Zombies, in fact, are quite real. A practice originated in Haiti and now carried out in other parts of the Caribbean as one of the consequences of diaspora, zombification is quite arguably a fate worse than death. It is, in Bizango1 society, a way of handling criminals. If we didn’t have that pesky “cruel and unusual punishment” clause in our Constitution, you can be sure government would look into its application to highly recidivistic criminals. I’m positive that more than one world military has actually looked into this possibility of a sort of processed zombification - it would be quite the diplomatic work around to zombify troublesome international leaders, rather than killing them outright.
A book review of Passage of Darkness: The Ethnobiology of the Haitian Zombie explores loosely the ethnobiological possibilities of zombification. Initially it was believed to come from a toxin inherent in puffer-fish.
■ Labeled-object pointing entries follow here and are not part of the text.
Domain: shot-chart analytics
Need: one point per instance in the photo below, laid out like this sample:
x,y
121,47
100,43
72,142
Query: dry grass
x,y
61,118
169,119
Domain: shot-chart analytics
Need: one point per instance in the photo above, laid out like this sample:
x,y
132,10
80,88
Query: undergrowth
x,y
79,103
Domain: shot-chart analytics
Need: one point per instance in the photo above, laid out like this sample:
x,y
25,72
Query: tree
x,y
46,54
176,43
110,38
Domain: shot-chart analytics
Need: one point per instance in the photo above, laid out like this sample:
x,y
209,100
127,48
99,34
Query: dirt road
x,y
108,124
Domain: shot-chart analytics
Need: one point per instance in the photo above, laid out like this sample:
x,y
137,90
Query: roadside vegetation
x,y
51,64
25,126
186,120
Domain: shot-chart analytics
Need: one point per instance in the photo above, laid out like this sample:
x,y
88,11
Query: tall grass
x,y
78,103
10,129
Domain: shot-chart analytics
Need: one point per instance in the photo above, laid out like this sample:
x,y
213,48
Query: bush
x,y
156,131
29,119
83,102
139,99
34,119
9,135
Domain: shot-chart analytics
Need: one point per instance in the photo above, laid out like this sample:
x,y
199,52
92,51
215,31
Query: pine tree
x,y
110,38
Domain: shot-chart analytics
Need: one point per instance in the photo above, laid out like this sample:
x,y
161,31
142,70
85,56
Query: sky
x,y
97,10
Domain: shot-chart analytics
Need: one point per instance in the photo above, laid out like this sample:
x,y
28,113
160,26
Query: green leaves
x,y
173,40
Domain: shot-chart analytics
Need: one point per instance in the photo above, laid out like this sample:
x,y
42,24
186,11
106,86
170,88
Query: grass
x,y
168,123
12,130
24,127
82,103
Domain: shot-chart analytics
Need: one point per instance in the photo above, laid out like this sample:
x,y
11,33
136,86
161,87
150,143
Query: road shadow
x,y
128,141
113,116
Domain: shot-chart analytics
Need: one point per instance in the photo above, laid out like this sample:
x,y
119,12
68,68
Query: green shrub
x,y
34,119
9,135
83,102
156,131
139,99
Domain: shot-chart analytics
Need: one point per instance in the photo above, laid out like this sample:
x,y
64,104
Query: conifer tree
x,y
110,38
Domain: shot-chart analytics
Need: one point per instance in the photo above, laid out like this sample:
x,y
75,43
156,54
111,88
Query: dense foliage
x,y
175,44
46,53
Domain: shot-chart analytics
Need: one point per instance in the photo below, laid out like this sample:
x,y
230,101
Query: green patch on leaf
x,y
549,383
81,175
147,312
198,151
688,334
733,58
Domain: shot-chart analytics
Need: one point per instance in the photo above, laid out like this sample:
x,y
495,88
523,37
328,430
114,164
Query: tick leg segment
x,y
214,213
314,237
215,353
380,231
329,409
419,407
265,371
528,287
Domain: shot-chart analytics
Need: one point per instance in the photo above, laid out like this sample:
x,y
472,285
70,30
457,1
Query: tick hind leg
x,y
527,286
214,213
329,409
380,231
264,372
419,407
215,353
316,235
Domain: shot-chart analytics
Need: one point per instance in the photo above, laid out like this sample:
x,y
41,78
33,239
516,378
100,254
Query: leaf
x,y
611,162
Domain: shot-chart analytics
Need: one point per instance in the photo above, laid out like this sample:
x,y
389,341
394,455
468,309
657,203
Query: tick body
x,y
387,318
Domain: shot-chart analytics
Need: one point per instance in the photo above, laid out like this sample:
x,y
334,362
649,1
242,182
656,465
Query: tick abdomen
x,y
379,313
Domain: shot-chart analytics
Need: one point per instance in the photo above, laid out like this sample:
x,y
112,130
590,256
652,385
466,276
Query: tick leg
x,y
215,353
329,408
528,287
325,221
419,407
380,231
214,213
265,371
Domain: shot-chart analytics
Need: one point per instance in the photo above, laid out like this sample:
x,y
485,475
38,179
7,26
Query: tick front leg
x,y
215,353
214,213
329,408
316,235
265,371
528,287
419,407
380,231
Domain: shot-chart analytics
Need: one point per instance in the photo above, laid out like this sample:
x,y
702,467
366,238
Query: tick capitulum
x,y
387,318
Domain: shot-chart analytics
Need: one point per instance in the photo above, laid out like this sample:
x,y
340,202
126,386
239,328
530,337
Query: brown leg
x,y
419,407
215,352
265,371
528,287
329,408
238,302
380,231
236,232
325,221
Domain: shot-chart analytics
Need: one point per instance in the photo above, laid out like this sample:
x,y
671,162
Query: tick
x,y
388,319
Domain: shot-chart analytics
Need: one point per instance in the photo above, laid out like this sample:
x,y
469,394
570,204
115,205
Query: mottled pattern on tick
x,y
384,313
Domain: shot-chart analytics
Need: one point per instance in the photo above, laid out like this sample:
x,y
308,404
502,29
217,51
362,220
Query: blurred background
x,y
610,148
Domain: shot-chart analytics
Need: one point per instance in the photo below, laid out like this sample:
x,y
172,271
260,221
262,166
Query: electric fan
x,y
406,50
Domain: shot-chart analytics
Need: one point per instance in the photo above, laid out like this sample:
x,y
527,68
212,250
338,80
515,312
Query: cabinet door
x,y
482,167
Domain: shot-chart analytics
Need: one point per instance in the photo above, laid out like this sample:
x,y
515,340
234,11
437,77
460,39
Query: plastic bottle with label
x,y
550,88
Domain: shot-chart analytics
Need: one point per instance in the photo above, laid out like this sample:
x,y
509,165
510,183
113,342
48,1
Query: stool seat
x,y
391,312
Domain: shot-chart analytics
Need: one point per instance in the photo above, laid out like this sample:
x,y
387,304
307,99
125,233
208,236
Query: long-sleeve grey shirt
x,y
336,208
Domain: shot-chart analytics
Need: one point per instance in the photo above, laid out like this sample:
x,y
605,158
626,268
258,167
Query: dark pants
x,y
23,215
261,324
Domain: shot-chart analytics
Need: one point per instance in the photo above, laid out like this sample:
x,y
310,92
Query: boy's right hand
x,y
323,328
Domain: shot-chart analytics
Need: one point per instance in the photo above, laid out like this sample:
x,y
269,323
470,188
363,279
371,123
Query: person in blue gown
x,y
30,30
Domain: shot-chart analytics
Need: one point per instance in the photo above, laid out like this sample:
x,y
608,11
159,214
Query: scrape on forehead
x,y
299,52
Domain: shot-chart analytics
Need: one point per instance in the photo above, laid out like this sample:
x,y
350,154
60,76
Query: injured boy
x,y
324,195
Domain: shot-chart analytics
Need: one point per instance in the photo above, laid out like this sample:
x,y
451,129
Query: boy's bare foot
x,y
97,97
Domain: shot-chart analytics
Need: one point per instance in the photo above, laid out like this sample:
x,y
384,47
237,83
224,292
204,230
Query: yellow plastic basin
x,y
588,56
However, given the actual effects of scopolamine - watch this documentary on it - I suspect perhaps that Devil’s Weed was the drug actually used, possibly in combination with other drugs, but that hell was going to freeze over before it was handed off to someone researching and publishing a how-to on zombification.
Years ago I watched or read a National Geographic documentary about a village in Africa where zombification was a rampant problem; it belies the things I’m finding online about zombies being “rare.” There were several images of real live zombies - zombies that had been returned to families. All too often young girls were zombified to cover up a rape, and there was a neurologist in the US who had made a major breakthrough in getting the zombies to lift their heads and to respond to their own names. I can’t find that particular piece of information anywhere, unfortunately. If someone spots it, let me know.
References- Bizango is an underground Haitian cult. There is very little published on them. [↩]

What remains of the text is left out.